One essential requirement for a material to exhibit net cooling in this process is that it must have a high external quantum efficiency. This simply means a high probability that an excited ion will decay by emitting a photon that escapes the system. In other words, the non-radiative (phonon emitting) decay rate must be few orders of magnitude lower than the radiative rate. Rare-earth ions (such Yb, Tm and Er) are known to satisfy this condition due to their particular atomic orbitals.

However, what prevented scientists from observing net cooling for more than six decades after Pringsheim’s prediction was the presence of parasitic impurities. Apart from rare-earth doped glasses and crystals, any other material that may potentially satisfy the purity as well as quantum efficiency conditions should be considered as a candidate for laser cooling.

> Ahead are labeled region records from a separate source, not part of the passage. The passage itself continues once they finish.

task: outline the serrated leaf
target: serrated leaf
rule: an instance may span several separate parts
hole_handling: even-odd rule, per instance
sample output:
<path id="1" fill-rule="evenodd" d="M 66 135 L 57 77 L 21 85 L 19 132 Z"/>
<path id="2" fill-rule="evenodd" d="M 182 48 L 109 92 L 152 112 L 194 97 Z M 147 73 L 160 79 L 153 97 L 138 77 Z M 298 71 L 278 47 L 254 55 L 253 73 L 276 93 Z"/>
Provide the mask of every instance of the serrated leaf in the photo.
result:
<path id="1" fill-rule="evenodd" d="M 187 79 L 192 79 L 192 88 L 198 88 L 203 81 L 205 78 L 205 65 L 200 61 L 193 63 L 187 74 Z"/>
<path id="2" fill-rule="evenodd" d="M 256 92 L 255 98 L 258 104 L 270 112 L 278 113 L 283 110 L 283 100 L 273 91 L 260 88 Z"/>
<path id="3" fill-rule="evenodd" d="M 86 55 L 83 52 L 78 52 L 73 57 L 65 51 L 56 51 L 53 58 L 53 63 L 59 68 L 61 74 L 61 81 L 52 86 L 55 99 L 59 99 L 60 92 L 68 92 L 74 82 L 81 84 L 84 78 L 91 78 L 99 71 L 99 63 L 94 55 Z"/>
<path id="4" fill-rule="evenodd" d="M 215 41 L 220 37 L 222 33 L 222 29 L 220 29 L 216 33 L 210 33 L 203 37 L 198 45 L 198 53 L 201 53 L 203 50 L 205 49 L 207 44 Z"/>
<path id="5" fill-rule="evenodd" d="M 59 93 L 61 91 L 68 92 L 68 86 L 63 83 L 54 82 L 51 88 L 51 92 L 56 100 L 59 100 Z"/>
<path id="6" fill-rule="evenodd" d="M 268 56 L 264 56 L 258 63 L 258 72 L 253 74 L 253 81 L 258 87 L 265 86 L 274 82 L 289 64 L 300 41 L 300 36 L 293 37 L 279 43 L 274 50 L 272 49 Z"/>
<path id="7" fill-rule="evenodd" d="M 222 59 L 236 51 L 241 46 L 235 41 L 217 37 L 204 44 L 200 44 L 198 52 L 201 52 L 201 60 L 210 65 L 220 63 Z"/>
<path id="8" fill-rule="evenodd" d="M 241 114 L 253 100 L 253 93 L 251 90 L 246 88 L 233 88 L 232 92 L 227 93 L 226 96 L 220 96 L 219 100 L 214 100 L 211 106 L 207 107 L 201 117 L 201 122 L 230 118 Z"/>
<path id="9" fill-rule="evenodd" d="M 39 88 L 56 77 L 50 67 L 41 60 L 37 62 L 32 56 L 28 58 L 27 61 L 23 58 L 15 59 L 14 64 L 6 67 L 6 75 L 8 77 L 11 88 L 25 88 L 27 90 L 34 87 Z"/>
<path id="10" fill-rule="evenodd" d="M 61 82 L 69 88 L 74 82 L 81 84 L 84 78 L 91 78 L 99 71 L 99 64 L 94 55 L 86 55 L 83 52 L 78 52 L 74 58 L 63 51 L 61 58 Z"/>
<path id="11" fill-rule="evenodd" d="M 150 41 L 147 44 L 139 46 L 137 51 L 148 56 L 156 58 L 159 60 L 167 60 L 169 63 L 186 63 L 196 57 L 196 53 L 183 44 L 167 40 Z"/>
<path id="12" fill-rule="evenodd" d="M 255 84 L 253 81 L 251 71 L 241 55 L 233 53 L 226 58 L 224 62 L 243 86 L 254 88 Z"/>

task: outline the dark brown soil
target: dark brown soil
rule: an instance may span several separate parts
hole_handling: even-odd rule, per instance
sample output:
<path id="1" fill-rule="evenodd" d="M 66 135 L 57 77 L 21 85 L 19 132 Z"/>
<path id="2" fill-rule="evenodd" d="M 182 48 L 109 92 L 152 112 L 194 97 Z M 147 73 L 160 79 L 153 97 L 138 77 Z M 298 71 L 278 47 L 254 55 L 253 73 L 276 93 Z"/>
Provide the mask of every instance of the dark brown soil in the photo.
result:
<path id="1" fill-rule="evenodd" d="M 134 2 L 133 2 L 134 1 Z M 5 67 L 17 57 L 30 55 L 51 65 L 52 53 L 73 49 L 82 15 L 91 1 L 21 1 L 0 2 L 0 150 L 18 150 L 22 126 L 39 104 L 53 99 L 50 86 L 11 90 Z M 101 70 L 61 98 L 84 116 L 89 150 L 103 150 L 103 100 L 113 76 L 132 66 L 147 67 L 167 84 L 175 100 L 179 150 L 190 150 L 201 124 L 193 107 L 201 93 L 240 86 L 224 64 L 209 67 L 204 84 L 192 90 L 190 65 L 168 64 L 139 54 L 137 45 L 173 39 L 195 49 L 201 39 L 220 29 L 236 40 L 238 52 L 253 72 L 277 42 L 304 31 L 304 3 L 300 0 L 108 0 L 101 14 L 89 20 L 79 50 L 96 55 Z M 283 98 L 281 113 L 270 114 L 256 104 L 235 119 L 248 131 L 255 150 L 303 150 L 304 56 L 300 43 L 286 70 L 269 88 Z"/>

A prime example is direct-gap semiconductors such as GaAs, as theories predict lower temperatures as well as higher cooling power densities than obtained in rare-earth systems.

Technical challenges

The most demanding technical challenge remains in the area of materials. Researchers have recently reported a new temperature record and achieved the first cryogenic operation by cooling aYb-doped yttrium lithium fluoride (YLF) crystal to 155 K from room temperature. While it should be possible to achieve cooling down to 120 K in this crystal, cooling to lower temperatures requires crystals with a higher ratio of resonant absorption (Yb concentration) to the parasitic absorption.

Therefore, the main challenge is to grow extremely pure crystals with higher doping concentrations without degrading the quantum efficiency, which is caused by the lifetime quenching phenomena. Similarly, for semiconductors, growing high-purity heterostructures while mitigating the surface recombination velocity to extremely low levels is the paramount challenge.

Future scope

Fundamentally, there appears to be no hard limit on the lowest temperature that can be achieved in optical refrigeration – if the parasitic absorption were to be eliminated. However, like thermoelectric devices, It is ultimately the cooling efficiency, and consequently the overall heat lift that would determine the practicality of such devices. Following simple thermal statistics of phonons and electrons, cooling efficiency as well as the resonant absorption are known to drop with temperature.

Analysis shows that rare-earth doped systems should remain practical for temperatures down to 70 K or perhaps slightly lower. We and others have chased cooling semiconductors for many years – simply because they can potentially be used to cool to as low as 10 K with much higher cooling power densities than in rare-earth doped materials.
The immediate application of optical refrigeration technology is an all-solid-state cryocooler without any moving parts. This becomes particularly attractive for certain IR imaging applications (e.g., space-based imagers) where microphonic noise due to mechanical vibrations of the cooler lead to image degradation.

Also, in fibre-coupled geometries, the cooling element itself can be very lightweight, thus lending itself to high agility and gimbaled applications. Optical refrigeration has the unique capability to be scaled down to wavelength-size dimensions, thus realising compact or spatially selective micro-coolers. Future advances are also expected to render this technology suitable for cooling superconducting electronics and sensors.

It has also been suggested that using photovoltaic converters, the fluorescence waste can be recycled to enhance the efficiency towards Carnot limit.